Pervasive signatures of purifying and positive selection across the Populus genome

In line with results from most other plant species (Gossmann et al. 2010), a majority (>50–60%) of new amino-acid-altering mutations are subject to strong purifying selection (defined as Nes > 10) in Populus. We find that the efficacy of purifying selection on weakly deleterious mutations is positively correlated with the inferred Ne, with purifying selection acting more efficiently in P. tremuloides that has the largest Ne compared to the other two species. The same pattern is also found for rates of adaptive evolution, where estimates of the proportion of amino acid substitutions driven to fixation by positive selection are highest in P. tremuloides (65%), lowest in P. trichcoarpa (20%), and intermediate in P. tremula (43%).

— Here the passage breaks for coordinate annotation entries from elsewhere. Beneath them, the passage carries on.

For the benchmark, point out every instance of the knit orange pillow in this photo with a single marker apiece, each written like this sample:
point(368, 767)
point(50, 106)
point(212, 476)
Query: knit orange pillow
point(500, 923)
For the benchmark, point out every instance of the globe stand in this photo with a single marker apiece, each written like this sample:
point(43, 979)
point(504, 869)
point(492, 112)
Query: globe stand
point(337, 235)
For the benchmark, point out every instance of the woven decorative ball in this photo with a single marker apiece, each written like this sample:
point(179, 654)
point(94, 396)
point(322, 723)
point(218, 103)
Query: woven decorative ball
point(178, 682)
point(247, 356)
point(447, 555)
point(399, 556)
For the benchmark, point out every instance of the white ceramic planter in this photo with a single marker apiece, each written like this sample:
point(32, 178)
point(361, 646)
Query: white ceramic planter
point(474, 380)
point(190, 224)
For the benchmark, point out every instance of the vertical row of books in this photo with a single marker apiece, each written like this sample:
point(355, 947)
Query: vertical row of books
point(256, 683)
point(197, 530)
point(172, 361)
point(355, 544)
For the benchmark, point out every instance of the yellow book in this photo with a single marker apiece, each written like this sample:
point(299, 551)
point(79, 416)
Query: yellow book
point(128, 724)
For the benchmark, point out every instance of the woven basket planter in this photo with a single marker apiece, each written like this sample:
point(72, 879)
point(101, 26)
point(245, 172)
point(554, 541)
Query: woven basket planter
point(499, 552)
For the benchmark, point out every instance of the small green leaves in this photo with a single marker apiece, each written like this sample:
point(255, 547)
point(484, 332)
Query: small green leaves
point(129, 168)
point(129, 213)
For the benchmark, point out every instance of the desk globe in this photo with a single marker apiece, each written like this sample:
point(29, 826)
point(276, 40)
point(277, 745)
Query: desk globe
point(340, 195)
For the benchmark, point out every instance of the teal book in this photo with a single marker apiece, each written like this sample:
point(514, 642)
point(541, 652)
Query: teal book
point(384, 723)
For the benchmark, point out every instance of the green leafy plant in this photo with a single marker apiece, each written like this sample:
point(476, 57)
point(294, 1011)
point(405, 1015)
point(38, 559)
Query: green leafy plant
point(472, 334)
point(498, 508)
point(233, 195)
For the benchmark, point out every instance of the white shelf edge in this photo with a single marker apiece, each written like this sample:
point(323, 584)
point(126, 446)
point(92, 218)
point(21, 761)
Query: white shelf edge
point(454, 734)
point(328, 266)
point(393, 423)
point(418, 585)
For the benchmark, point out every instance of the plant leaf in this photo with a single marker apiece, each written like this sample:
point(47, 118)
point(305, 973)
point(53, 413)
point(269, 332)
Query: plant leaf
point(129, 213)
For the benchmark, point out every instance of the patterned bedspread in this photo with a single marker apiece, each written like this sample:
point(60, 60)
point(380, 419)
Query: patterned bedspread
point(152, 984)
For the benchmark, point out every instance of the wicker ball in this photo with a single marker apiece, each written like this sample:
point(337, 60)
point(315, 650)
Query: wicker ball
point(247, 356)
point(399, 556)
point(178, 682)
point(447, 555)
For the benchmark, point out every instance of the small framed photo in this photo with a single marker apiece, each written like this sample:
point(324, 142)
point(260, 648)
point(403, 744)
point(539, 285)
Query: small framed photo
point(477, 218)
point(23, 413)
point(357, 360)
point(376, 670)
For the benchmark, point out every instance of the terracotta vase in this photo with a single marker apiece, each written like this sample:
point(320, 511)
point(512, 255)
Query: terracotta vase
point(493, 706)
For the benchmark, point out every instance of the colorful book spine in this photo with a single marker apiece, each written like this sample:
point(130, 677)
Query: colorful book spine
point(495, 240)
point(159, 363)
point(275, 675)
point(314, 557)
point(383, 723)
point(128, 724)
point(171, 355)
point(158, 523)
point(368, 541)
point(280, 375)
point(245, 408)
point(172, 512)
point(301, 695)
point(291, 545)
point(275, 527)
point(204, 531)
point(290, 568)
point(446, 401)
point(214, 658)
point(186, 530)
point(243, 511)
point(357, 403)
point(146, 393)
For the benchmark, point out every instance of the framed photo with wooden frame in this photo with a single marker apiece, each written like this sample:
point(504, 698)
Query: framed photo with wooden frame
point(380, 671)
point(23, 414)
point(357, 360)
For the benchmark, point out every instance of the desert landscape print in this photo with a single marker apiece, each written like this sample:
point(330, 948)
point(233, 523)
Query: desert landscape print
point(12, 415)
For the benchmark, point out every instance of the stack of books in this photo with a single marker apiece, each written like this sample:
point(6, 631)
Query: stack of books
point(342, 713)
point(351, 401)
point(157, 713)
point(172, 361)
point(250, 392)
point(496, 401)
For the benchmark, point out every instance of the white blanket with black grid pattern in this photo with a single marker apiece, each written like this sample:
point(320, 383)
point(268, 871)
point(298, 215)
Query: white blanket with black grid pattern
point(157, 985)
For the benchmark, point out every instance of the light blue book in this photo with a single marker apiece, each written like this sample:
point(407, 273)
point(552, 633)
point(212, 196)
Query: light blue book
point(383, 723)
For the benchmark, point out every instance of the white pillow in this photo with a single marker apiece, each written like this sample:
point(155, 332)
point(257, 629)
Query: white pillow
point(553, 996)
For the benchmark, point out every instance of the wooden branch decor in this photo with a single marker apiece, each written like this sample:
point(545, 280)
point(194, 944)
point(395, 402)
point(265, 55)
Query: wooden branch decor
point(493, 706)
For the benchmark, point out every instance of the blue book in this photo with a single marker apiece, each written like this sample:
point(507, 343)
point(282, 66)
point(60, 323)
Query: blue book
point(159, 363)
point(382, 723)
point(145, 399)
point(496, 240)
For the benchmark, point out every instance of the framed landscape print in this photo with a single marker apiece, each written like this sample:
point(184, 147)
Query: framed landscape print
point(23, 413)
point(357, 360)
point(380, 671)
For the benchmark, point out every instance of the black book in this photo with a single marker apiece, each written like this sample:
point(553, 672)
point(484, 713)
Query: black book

The prevalence of adaptive evolution in Populus contrasts markedly with the estimates in most plant species, where little evidence of widespread adaptive evolution is found (Gossmann et al. 2010). However, Populus is not unique among plants showing high rates of adaptive evolution, and similar estimates have recently been reported in both Capsella grandiflora (Slotte et al. 2010; Williamson et al. 2014) and a number of Helianthus species (Strasburg et al. 2011). Most earlier studies on such estimation have been based toward subsets of genes rather than genome-wide data, and more estimates from other plant species would be valuable to assess whether the high rate of adaptive evolution that we find in Populus is widespread or exceptional.

Patterns of genomic variation contain abundant information on the relative importance of natural selection vs. neutral processes in the evolutionary process (Cutter and Payseur 2013). We find that 0-fold nonsynonymous sites exhibit significantly lower levels of polymorphism compared to fourfold synonymous sites, and combined with an excess of rare variants found at 0-fold nonsynonymous sites, our results suggest that the vast majority of amino acid mutations in Populus are under purifying selection (Larracuente et al. 2008). In addition, introns and 5′ UTR sites are also under some degree of selective constraint, although this constraint is much weaker than what we observe at nonsynonymous sites. The 3′ UTR sites seem to be either neutral or at least under comparable extents of selective constraint as fourfold synonymous sites are (Andolfatto 2005). In contrast to genic categories, we find substantially higher levels of polymorphism in intergenic regions in all three species. Although an artifact of mapping errors due to a greater fraction of repetitive sequences in intergenic regions could not be entirely excluded, the marked increase in diversity may also reflect either higher mutation rates or relaxed selective constraint in these regions. Future investigations are required to assess the relative contribution of these alternative factors (Kimura 1983; Begun et al. 2007).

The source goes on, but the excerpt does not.